DETECTION OF P-GLYCOPROTEIN-170 IN OVARIAN-CARCINOMA CELL-LINES AND ENHANCEMENT OF ITS EXPRESSION AFTER INDUCTION OF IN-VITRO RESISTANCE

Background: After the clinical introduction of platinum-containing regimens for the primary treatment of ovarian cancer we obtain partial and complete remissions in 60-70% of the patients. Upon subsequent treatment, however, most tumors develop resistance. For a number of substances such resistance is often associated with overexpression of a MW 170,000 membrane glycoprotein. The exact clinical relevance of overexpression of Pgp still awaits clarification. Material and Methods: More than 40 new permanent ovarian cancer cell lines were established in our laboratory over the past years. They originated from pretreated and from untreated patients. Permanent cell lines are suitable objects for the detection of Pgp and the influence on its expression by resistance induction. In this paper we compared two antibodies (JSB-1 and MRK-16), which are directed against an internal and external epitope, respectively. The data were obtained by flow cytometry analysis. Furthermore, we tried to induce in vitro resistance to doxorubicin, etoposide and cisplatinum in two chemotherapeutically sensitive cell lines. Results: We found no correlation between the pretreatment of the patient of whom the cell line was established and the expression of Pgp in the cell culture. In vitro resistance could be induced against doxorubicin and etoposide but not against cisplatinum.

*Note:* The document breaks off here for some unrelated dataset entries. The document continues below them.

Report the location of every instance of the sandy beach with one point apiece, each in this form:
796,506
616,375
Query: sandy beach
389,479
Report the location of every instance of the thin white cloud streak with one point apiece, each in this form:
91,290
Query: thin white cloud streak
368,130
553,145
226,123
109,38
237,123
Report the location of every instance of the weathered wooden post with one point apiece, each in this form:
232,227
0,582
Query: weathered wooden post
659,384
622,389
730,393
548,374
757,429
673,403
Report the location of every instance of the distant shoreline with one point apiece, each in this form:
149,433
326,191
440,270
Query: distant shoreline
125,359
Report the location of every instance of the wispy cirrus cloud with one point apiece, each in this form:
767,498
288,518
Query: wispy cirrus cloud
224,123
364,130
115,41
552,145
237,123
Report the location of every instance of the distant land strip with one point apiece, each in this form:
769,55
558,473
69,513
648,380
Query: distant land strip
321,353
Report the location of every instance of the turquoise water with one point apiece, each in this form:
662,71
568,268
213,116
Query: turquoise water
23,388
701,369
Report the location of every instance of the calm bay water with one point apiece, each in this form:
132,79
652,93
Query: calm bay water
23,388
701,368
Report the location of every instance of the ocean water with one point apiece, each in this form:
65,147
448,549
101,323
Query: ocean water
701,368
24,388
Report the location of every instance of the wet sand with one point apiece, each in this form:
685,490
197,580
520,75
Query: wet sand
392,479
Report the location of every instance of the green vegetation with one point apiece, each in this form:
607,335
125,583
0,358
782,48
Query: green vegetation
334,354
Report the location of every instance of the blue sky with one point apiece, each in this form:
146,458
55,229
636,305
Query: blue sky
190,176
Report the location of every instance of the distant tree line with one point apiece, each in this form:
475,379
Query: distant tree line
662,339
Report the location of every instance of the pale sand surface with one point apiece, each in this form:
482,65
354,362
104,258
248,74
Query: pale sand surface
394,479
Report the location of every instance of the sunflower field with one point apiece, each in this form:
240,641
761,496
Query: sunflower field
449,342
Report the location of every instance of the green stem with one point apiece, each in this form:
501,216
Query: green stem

Pgp expression was measured simultaneously; its expression strongly correlated with resistance induction. Although directed against different epitopes, the two antibodies JSB-1 and MRK-16 show a high degree of correlation (r = 0.67). Up to now the application of the two antibodies was mainly restricted to western blotting and immunohistochemical tests. We have shown that, after adequate permeabilization of the cell membrane for JSB-1, both antibodies yield comparable results. Conclusion: Our results suggest a causal relationship between resistance induction against doxorubicin and etoposide, and enhanced Pgp expression. Both antibodies are applicable to the detection of Pgp by flow cytometric analysis.